Ce stade, construit en deux ans et demi par le groupement concepteur-constructeur d’Eiffage et ses filiales avec les architectes de l'Atelier Pierre Ferret et ceux de Valode & Pistre, est un concentré d’innovations. Comme les lecteurs pourront le lire dans un dossier spécial dans le Moniteur du 21 septembre, ce stade cumule les exploits techniques. Car ce stade est avant tout une immense salle de spectacles dans laquelle le Losc pourra jouer au football 25 jours par an. Pour accueillir des événements très variés, des concerts jusqu'aux sports en salle ou des pièces de théâtre - condition du succès du partenariat public privé pour Eiffage -, les concepteurs devaient répondre à deux exigences : couvrir totalement le stade afin de se protéger de la pluie et d'obscurcir l'enceinte ; et créer un espace modulable. La réponse technique est spectaculaire. La toiture est mobile : il faut à peine 30 minutes pour protéger les spectateurs. Et une salle de spectacle se cache sous la moitié nord de la pelouse, aménageable en moins de 24 heures afin d'accueillir un palais des sports ou un concert pour 18 000 à 29 500 spectateurs.
Trois questions à Pierre Ferret, architecte avec Denis Valode du Grand Stade de Lille
Quelles sont les réelles innovations de ce stade ?
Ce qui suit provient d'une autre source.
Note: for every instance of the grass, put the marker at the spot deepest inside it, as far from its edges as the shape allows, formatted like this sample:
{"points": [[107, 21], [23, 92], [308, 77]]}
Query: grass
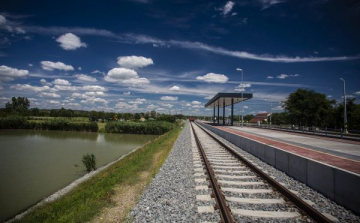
{"points": [[91, 197]]}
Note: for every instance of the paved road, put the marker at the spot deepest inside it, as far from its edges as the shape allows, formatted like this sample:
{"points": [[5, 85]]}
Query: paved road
{"points": [[350, 150]]}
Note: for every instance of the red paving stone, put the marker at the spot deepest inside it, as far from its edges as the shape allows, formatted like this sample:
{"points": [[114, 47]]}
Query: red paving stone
{"points": [[340, 162]]}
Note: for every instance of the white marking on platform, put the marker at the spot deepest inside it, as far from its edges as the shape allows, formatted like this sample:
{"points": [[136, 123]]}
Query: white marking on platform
{"points": [[205, 209], [200, 180], [235, 177], [240, 183], [229, 167], [203, 197], [230, 171], [255, 201], [266, 214], [330, 217], [201, 187], [246, 191]]}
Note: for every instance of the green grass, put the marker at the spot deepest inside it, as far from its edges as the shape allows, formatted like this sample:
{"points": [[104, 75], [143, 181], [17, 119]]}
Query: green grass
{"points": [[88, 199]]}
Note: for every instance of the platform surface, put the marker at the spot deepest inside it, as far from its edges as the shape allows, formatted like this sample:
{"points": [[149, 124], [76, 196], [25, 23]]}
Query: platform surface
{"points": [[335, 152]]}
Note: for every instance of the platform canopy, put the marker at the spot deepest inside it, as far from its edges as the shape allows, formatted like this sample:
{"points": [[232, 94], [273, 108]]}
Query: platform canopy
{"points": [[219, 98]]}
L’ouverture de la toiture n’est pas une première en soi. On peut en voir sur quelques stades dans le monde. Ce qui est, ici, particulièrement innovant, c’est la structure en gigogne de la toiture, avec ses quatre éléments. Cela évite à la toiture, quand elle est ouverte, de sortir de l’épure volumétrique du stade. Ceci dit, le simple fait de fermer un stade est une première en France ! Les implications techniques sont nombreuses, mais c’est l’acoustique qui est le principal défi. Car il faut pouvoir accueillir des orchestres symphoniques. Disons-le, le Grand Stade de Lille sera le seul stade français répondant aux normes acoustiques pour des concerts de qualité.
La boîte à spectacle est également une première mondiale ?
Il y a quelques stades dans le monde avec des pelouses qui sortent du stade, avec des systèmes de tiroir beaucoup plus simple. On sort la pelouse pour l’aérer ou pour libérer le sol pour un évènement. Mais il n’y a jamais de boîte en dessous avec gradins télescopiques permettant de réaliser une véritable salle de concert de 30.000 personnes conjuguant proximité avec la scène, acoustique parfaite et toiture fermée. C’est une innovation architecturale majeure. Après, la solution technique, le glissement de la moitié de la pelouse sur l’autre, on la doit au génie des constructeurs. La force d’Eiffage TP, c’est d’avoir pu présenter la référence du Viaduc de Millau et ses lançages spectaculaires de tablier pour convaincre le jury de concours.
Les megas-poutres métalliques précontraintes qui soutiennent la toiture sont aussi une innovation majeure ?
Oui, et c’est encore le fruit d’une exigence fonctionnelle que Denis Valode et moi-même souhaitions ardemment. L’idée est simple : dans un stade moderne, le spectateur du plus haut gradin doit pouvoir voir celui d’en face. On doit pouvoir voir totalement la « ola » des supporters, et ce, où que l’on soit. Et avec les premières études, la poutre de 22 mètres de hauteur ne le permettait pas. Nous avions deux possibilités : affiner les poutres ou relever le stade. La deuxième option était excessivement chère et mauvaise du point de vue de l’insertion urbaine. La première était techniquement complexe. Et là encore, Eiffage Construction Métallique et son bureau d’études bruxellois Greish ont fait des merveilles en mettant de la précontrainte dans une poutre métallique de plus de 200 mètres de long. Je dois rendre hommage à l’ancien PDG d’Eiffage, Jean-François Roverato, qui a su nous écouter sur ce sujet.